In one aspect, acquiring the imaging data takes less than 100 nanoseconds. In another aspect, acquiring the imaging data takes less than 10 nanoseconds.
An imaging area of the terahertz scanner assembly can be configured to be focused only on a periphery of the golf ball. The periphery of the golf ball can only include a portion of at least one paint or coating layer, in one aspect. In another aspect, the periphery of the golf ball can only include a portion of at least one paint or coating layer, and a portion of a cover. In another aspect, the periphery of the golf ball can only include a portion of at least one paint or coating layer, a portion of a cover, and a portion of a casing.
The terahertz scanner assembly can have a resolution of at least 0.1 micron-25.0 microns. In one aspect, the resolution can be less than 0.1 micron or greater than 25.0 microns.

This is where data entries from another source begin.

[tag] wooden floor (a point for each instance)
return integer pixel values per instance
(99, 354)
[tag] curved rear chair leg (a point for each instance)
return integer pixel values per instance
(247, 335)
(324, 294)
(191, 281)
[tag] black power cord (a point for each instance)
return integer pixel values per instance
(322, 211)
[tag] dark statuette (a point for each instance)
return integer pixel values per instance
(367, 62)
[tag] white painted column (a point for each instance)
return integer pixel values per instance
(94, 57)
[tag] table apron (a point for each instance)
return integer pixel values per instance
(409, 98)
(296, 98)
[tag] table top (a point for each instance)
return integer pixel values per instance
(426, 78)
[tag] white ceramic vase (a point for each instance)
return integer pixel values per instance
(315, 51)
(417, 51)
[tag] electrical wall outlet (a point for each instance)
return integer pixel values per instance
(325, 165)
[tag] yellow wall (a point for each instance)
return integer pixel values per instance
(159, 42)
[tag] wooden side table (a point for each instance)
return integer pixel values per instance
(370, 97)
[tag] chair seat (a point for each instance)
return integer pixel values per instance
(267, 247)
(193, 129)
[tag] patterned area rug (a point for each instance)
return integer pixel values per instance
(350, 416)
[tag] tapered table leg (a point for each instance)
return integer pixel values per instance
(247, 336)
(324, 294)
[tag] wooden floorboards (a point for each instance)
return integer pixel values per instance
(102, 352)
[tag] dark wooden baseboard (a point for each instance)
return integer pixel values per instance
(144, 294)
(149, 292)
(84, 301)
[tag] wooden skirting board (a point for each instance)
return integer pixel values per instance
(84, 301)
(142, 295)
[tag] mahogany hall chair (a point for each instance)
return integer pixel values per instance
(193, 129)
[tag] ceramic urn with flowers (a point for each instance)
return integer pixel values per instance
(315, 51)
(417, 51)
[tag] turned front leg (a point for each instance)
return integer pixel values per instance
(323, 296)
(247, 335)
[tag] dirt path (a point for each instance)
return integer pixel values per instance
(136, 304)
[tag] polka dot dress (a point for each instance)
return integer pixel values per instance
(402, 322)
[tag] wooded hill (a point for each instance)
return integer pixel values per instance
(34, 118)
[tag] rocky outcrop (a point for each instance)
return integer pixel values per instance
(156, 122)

The terahertz scanner assembly can be configured to emit terahertz radiation at a frequency of 0.1 terahertz-10.0 terahertz. In one aspect, the frequency can be less than 0.1 terahertz or greater than 10.0 terahertz.
In another aspect, a method of detecting and/or analyzing at least one characteristic of a golf ball via non-ionizing electromagnetic radiation is provided. The method can include directing an imaging area of a terahertz scanner assembly at a periphery of the golf ball. The periphery of the golf ball can only include a portion of at least one paint or coating layer, and a portion of a cover, in one aspect. The method can further include acquiring imaging data related to at least one characteristic of a golf ball via the terahertz scanner assembly. In one aspect, the at least one characteristic of the golf ball includes at least one of: (i) a thickness of at least one paint or coating layer on the cover layer; (ii) a composition of at least one paint or coating layer on the cover layer; (iii) a presence of at least one paint or coating layer on the cover layer; (iv) a thickness of the cover layer; (v) a thickness of a casing layer surrounding the cover layer; (vi) a composition of the cover layer; or (vii) a composition of a casing layer surrounding the cover layer. Various other aspects of the present disclosure are provided in more detail herein.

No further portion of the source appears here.